Arrived this morning and is the cleanest example that I have.



From another new Ukrainian seller; just hope that it keeps time as well as looking good.


----------



## mach 0.0013137 (Jan 10, 2005)

Very nice Chris









I`d like to get one as good as that sometime, the movement dial & hands on mine are good but the case & crown are in a truely aweful state











BTW any chance you could point me in the direction of some Ukrainian sellers you`re happy with?


----------



## chris l (Aug 5, 2005)

I was very happy with my others until this one arrived!



Shame it doesn't appear to be a Kirov, but I do have a nice black dial Kirov on the way.


----------



## Bladerunner (Jun 4, 2006)

chris l said:


> Arrived this morning and is the cleanest example that I have.

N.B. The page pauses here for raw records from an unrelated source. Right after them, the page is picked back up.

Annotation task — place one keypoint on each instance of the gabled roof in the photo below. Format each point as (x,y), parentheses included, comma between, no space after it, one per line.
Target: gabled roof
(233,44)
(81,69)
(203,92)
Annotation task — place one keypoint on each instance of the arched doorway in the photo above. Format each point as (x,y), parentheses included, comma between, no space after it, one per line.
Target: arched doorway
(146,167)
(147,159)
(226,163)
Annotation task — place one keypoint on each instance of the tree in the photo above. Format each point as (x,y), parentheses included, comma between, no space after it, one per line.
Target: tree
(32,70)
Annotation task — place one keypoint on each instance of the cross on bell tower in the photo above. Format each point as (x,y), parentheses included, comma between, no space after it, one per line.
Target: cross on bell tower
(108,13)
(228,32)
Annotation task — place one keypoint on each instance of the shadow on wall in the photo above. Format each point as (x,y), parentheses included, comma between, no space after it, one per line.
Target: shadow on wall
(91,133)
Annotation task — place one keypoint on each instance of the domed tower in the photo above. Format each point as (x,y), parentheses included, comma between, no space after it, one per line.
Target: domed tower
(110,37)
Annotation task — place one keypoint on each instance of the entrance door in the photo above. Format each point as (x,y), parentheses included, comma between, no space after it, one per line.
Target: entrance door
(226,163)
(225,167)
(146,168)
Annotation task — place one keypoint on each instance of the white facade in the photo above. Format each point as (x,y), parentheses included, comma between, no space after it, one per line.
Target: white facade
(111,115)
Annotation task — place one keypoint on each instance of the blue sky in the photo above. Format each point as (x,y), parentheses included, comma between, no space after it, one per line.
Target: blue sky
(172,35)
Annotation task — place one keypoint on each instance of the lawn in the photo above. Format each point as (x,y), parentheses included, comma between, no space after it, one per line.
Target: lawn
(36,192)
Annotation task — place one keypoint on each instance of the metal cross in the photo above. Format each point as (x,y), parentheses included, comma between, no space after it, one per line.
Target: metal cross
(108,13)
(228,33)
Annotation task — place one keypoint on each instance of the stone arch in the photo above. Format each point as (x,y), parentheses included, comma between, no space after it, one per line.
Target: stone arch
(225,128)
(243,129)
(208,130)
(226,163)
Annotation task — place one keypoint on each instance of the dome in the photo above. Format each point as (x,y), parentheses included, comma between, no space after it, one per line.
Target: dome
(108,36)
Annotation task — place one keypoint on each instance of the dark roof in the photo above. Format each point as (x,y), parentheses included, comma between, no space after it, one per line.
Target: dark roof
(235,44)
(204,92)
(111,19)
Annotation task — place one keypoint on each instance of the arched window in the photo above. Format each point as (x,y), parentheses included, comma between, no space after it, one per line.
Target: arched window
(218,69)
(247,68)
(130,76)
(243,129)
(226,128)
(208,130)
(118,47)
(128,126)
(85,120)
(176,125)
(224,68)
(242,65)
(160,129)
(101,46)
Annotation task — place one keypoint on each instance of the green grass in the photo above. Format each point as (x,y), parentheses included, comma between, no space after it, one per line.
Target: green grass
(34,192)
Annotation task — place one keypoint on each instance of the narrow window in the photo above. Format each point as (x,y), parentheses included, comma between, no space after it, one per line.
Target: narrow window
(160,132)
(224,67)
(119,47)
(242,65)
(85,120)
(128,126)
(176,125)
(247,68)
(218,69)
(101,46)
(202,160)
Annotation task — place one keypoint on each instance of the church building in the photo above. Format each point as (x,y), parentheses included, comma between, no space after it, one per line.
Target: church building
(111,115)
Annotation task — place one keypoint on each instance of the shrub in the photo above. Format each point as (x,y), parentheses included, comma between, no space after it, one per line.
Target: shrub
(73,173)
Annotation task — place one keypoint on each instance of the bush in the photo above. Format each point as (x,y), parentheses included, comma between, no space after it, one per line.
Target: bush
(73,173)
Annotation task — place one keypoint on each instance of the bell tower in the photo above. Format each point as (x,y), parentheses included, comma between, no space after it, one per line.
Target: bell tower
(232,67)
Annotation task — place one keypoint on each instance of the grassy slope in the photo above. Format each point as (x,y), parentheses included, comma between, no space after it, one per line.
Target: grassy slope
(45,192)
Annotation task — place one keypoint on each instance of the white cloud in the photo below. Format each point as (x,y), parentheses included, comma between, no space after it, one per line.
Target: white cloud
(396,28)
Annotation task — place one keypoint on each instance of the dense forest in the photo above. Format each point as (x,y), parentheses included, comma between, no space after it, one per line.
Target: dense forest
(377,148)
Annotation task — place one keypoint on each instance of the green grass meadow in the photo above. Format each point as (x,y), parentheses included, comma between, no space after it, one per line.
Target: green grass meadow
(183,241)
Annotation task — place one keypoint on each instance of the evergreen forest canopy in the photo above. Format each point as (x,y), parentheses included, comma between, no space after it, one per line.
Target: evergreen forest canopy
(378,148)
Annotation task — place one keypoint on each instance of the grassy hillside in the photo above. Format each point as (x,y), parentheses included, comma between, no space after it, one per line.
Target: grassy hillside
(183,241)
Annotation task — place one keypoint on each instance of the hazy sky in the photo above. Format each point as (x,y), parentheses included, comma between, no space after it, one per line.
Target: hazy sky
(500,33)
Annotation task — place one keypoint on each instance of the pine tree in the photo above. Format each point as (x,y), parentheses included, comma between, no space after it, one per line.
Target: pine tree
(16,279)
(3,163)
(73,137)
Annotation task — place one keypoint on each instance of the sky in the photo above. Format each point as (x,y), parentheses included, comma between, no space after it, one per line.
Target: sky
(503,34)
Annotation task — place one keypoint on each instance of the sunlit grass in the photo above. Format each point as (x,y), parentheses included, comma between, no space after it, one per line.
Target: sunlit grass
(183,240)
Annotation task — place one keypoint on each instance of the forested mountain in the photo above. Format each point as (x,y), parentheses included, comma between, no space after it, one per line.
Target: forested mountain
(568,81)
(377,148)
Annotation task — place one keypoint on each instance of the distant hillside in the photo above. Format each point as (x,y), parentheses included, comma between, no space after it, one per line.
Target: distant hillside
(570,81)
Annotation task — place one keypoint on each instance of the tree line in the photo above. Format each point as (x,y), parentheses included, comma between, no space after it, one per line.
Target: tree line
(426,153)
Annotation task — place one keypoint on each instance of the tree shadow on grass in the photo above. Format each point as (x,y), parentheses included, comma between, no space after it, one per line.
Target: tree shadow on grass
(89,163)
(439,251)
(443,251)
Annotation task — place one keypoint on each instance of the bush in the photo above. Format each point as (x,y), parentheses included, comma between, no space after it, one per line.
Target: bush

Like you say Chris; very clean indeed, how old is it?


----------



## chris l (Aug 5, 2005)

Bladerunner said:


> chris l said:
> 
> 
> > Arrived this morning and is the cleanest example that I have.
> ...


it's marked as 1-55, I think that's first quarter of 1955?


----------



## Russ Cook (Feb 12, 2006)

I always think those particular Pobedas look very elegant,lovely watch.

Regards,

Russ.


----------



## Bladerunner (Jun 4, 2006)

chris l said:


> Bladerunner said:
> 
> 
> > chris l said:
> ...


You have done well there Chris.


----------



## Krzysiek_W (Mar 20, 2007)




----------



## mel (Dec 6, 2006)

Now that's BL**DY smart that is







Krys!

Looks very new and wearable, wish I had one like that. So far I haven't got or seen a good Pobeda to go after. What diameter is the case please?

And are there any more?


----------



## Krzysiek_W (Mar 20, 2007)

mel said:


> What diameter is the case please?
> 
> And are there any more?


dimension of case is about 32mm. My seller who i've meet one time a month on flee market, from time to time have got watches in this condition. I mean like new







but he want a lot of money... this one cost 11$


----------



## pg tips (May 16, 2003)

welcome to the forum Krzysiek_W.

that's quite elegant


----------



## Krzysiek_W (Mar 20, 2007)

finally i make some photo's of my 3 pobeda...

enjoy


----------



## Russ Cook (Feb 12, 2006)

Beautiful watches.

Regards,

Russ.


----------



## kinaed (Feb 21, 2006)

Mine:














































-k


----------



## J_Jack_J (Nov 13, 2006)

Krzysiek_W said:


> http://img220.imageshack.us/img220/6573/ds...filteredbg8.jpg


This is probably the nicest pobeda I have ever seen. It looks quite large as well, bigger than the typical pobeda.

Any information on it?


----------



## Krzysiek_W (Mar 20, 2007)

J_Jack_J said:


> Krzysiek_W said:
> 
> 
> > http://img220.imageshack.us/img220/6573/ds...filteredbg8.jpg
> ...


this is'nt to large, it has 32mm. i'd bought it on flee-market in Bytom (poland).

edited


----------